Outra patrocinadora do jornal, a Agropalma, é acusada de grilagem no Pará, envolvendo títulos fraudulentos e sobreposição de terras quilombolas e indígenas, incluindo cemitérios sagrados. Comunidades relatam expulsões e contaminação de rios com resíduos de óleo de palma, afetando a saúde local, segundo reportagem publicada pela Mongabay.
A Folha não esconde o caráter híbrido de seu projeto: além da cobertura jornalística, o Espaço Folha abrigará eventos, painéis e happy hours, criando um ponto de encontro entre jornalistas, políticos, empresas e organizações do terceiro setor. O Estúdio Folha, especializado em conteúdo patrocinado, também estará in loco produzindo podcasts e videocasts.
No Liberal, a proposta segue o mesmo modelo. O banner oficial da cobertura estampa os logos de patrocinadores. A programação inclui reportagens, entrevistas e eventos sob o guarda-chuva de “sustentabilidade”, mas com financiamento das mesmas empresas frequentemente associadas a desastres ambientais e violações sociais.
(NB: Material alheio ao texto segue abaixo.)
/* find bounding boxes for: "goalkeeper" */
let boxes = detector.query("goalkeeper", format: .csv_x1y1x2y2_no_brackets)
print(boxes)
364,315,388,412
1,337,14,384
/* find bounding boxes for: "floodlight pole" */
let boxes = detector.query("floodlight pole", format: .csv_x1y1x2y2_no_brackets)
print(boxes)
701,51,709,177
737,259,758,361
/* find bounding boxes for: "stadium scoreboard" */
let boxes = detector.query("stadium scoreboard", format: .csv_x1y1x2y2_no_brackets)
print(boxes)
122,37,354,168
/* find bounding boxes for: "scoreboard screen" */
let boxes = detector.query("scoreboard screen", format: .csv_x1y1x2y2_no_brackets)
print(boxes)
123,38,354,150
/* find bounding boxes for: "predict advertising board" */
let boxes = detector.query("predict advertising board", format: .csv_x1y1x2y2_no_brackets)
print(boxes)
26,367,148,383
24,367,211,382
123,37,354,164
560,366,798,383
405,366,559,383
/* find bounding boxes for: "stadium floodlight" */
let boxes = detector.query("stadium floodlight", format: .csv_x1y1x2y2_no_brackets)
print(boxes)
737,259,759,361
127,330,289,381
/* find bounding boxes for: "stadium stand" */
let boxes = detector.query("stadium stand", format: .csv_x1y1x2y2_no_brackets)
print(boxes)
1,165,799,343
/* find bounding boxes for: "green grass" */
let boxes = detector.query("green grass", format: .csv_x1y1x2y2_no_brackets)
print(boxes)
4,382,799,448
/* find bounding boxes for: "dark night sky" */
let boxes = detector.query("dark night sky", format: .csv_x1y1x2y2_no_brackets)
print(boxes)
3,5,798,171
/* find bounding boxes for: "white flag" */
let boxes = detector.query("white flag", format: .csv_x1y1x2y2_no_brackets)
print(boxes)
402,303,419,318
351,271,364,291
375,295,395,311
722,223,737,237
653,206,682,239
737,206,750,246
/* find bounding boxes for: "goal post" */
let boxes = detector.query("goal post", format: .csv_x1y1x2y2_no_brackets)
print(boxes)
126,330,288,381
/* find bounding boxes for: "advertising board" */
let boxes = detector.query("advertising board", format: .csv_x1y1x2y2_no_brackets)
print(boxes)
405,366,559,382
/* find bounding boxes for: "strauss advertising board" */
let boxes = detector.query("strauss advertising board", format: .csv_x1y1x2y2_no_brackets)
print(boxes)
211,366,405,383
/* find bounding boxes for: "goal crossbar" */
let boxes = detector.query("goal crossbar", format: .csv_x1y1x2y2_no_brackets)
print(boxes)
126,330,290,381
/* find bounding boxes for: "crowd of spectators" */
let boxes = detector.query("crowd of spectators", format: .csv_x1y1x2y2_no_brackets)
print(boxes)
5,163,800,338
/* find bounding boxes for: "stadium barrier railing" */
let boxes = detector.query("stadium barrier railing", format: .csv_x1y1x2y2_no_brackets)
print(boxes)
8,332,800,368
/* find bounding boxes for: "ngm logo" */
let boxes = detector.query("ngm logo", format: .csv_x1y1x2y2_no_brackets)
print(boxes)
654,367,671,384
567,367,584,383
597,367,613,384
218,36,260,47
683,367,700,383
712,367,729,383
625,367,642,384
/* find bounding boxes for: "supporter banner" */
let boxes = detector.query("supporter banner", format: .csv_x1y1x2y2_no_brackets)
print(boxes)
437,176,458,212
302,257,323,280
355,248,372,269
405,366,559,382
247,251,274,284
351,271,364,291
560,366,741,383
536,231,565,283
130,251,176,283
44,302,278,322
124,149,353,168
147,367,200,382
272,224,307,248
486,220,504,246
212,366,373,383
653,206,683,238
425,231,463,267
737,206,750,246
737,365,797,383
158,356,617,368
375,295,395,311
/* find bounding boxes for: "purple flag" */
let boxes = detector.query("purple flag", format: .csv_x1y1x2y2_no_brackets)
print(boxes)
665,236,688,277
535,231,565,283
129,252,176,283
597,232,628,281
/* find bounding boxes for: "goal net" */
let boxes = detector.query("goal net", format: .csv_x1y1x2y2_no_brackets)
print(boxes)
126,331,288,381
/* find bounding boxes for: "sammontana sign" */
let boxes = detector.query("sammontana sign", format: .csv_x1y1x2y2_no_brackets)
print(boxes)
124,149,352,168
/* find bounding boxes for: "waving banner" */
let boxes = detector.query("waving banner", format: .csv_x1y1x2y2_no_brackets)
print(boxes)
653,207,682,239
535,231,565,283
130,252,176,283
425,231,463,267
Essa aproximação não é um acaso. A ideia de um agronegócio moderno, inclusivo e herói da economia nacional é cuidadosamente moldada por campanhas milionárias, como a que lançou o slogan Agro é tech, agro é pop, agro é tudo, amplificada pela Globo e patrocinada por gigantes como JBS e Bradesco.
Longe de ser “pop”, o agro é um mau negócio para o Brasil. Um estudo dos pesquisadores Marco Antonio Mitidiero Junior Yamila Goldfarb contesta esse discurso com dados, e mostra: o setor depende de tecnologia estrangeira, emprega pouco e mal, arrecada menos do que parece, concentra lucros, e lidera a destruição ambiental no país.
Ailton Krenak, com a lucidez que lhe é característica, resumiu a situação: a COP 30 está se transformando em ‘um evento de empresários’. A declaração, ironicamente, foi publicada pela Folha ao lado das logos da JBS e da Vale.
O Código de Ética da Federação Nacional dos Jornalistas é claro: o compromisso do jornalista é com a verdade e o interesse público, livre de influências comerciais ou políticas que possam distorcer a informação. Alberto Dines (1932-2018), em O papel do jornal e a profissão de jornalista, também já advertia que a independência editorial não é um luxo, mas uma necessidade vital para a credibilidade da imprensa.
A pergunta aos veículos é: quem paga o baile vai escolher a música?